# Serving MLflow models

Out of the box, MLServer supports the deployment and serving of MLflow models with the following features:

- Loading of MLflow Model artifacts.
- Support of dataframes, dict-of-tensors and tensor inputs.

In this example, we will showcase some of this features using an example model.

In [38]:
from IPython.core.magic import register_line_cell_magic

@register_line_cell_magic
def writetemplate(line, cell):
    with open(line, 'w') as f:
        f.write(cell.format(**globals()))

## Training

The first step will be to train and serialise a MLflow model.
For that, we will use the [linear regression examle from the MLflow docs](https://www.mlflow.org/docs/latest/tutorials-and-examples/tutorial.html).

In [2]:
# %load src/train.py
# Original source code and more details can be found in:
# https://www.mlflow.org/docs/latest/tutorials-and-examples/tutorial.html

# The data set used in this example is from http://archive.ics.uci.edu/ml/datasets/Wine+Quality
# P. Cortez, A. Cerdeira, F. Almeida, T. Matos and J. Reis.
# Modeling wine preferences by data mining from physicochemical properties. In Decision Support Systems, Elsevier, 47(4):547-553, 2009.

import os
import warnings
import sys

import pandas as pd
import numpy as np
from sklearn.metrics import mean_squared_error, mean_absolute_error, r2_score
from sklearn.model_selection import train_test_split
from sklearn.linear_model import ElasticNet
from urllib.parse import urlparse
import mlflow
import mlflow.sklearn

import logging

logging.basicConfig(level=logging.WARN)
logger = logging.getLogger(__name__)


def eval_metrics(actual, pred):
    rmse = np.sqrt(mean_squared_error(actual, pred))
    mae = mean_absolute_error(actual, pred)
    r2 = r2_score(actual, pred)
    return rmse, mae, r2


if __name__ == "__main__":
    warnings.filterwarnings("ignore")
    np.random.seed(40)

    # Read the wine-quality csv file from the URL
    csv_url = "http://archive.ics.uci.edu/ml/machine-learning-databases/wine-quality/winequality-red.csv"
    try:
        data = pd.read_csv(csv_url, sep=";")
    except Exception as e:
        logger.exception(
            "Unable to download training & test CSV, check your internet connection. Error: %s",
            e,
        )

    # Split the data into training and test sets. (0.75, 0.25) split.
    train, test = train_test_split(data)

    # The predicted column is "quality" which is a scalar from [3, 9]
    train_x = train.drop(["quality"], axis=1)
    test_x = test.drop(["quality"], axis=1)
    train_y = train[["quality"]]
    test_y = test[["quality"]]

    alpha = float(sys.argv[1]) if len(sys.argv) > 1 else 0.5
    l1_ratio = float(sys.argv[2]) if len(sys.argv) > 2 else 0.5

    with mlflow.start_run():
        lr = ElasticNet(alpha=alpha, l1_ratio=l1_ratio, random_state=42)
        lr.fit(train_x, train_y)

        predicted_qualities = lr.predict(test_x)
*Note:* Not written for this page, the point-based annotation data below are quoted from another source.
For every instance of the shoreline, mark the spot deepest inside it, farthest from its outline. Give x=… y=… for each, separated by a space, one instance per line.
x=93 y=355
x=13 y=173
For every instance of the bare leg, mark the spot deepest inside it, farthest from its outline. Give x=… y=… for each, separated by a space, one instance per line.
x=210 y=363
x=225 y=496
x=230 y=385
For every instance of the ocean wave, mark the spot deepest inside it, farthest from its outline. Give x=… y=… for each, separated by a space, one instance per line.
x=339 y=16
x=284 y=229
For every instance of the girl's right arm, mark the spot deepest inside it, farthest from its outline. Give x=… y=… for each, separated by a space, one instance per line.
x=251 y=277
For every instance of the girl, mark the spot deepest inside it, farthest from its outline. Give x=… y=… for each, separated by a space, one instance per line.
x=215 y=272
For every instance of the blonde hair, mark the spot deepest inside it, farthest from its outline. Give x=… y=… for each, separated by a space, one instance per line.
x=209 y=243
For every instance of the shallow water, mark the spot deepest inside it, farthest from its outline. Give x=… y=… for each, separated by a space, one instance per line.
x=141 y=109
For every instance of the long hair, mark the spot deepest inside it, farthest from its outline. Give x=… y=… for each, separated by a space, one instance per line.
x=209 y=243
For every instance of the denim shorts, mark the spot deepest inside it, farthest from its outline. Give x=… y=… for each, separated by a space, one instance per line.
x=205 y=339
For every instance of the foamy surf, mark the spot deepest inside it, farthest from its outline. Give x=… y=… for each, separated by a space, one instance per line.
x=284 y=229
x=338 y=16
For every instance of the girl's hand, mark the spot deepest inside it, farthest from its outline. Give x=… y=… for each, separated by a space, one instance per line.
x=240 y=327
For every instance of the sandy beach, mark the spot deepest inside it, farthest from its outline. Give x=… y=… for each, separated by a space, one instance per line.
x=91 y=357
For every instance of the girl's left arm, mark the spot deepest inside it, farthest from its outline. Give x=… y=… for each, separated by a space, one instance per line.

        (rmse, mae, r2) = eval_metrics(test_y, predicted_qualities)

        print("Elasticnet model (alpha=%f, l1_ratio=%f):" % (alpha, l1_ratio))
        print("  RMSE: %s" % rmse)
        print("  MAE: %s" % mae)
        print("  R2: %s" % r2)

        mlflow.log_param("alpha", alpha)
        mlflow.log_param("l1_ratio", l1_ratio)
        mlflow.log_metric("rmse", rmse)
        mlflow.log_metric("r2", r2)
        mlflow.log_metric("mae", mae)

        tracking_url_type_store = urlparse(mlflow.get_tracking_uri()).scheme

        # Model registry does not work with file store
        if tracking_url_type_store != "file":

            # Register the model
            # There are other ways to use the Model Registry, which depends on the use case,
            # please refer to the doc for more information:
            # https://mlflow.org/docs/latest/model-registry.html#api-workflow
            mlflow.sklearn.log_model(
                lr, "model", registered_model_name="ElasticnetWineModel"
            )
        else:
            mlflow.sklearn.log_model(lr, "model")


In [3]:
!python src/train.py

Elasticnet model (alpha=0.500000, l1_ratio=0.500000):
  RMSE: 0.7931640229276851
  MAE: 0.6271946374319586
  R2: 0.10862644997792614


The training script will also serialise our trained model, leveraging the [MLflow Model format](https://www.mlflow.org/docs/latest/models.html).
By default, we should be able to find the saved artifact under the `mlruns` folder.

In [19]:
[experiment_file_path] = !ls -td ./mlruns/0/* | head -1
model_path = os.path.join(experiment_file_path, "artifacts", "model")
print(model_path)

./mlruns/0/7bb8825ef42d4ae992ab17dc419b9c0a/artifacts/model


In [20]:
!ls {model_path} 

conda.yaml  MLmodel  model.pkl


## Serving

Now that we have trained and serialised our model, we are ready to start serving it.
For that, the initial step will be to set up a `model-settings.json` that instructs MLServer to load our artifact using the MLflow Inference Runtime.

In [43]:
%%writetemplate ./model-settings.json
{{
    "name": "wine-classifier",
    "implementation": "mlserver_mlflow.MLflowRuntime",
    "parameters": {{
        "uri": "{model_path}"
    }}
}}

Now that we have our config in-place, we can start the server by running `mlserver start .`. This needs to either be ran from the same directory where our config files are or pointing to the folder where they are.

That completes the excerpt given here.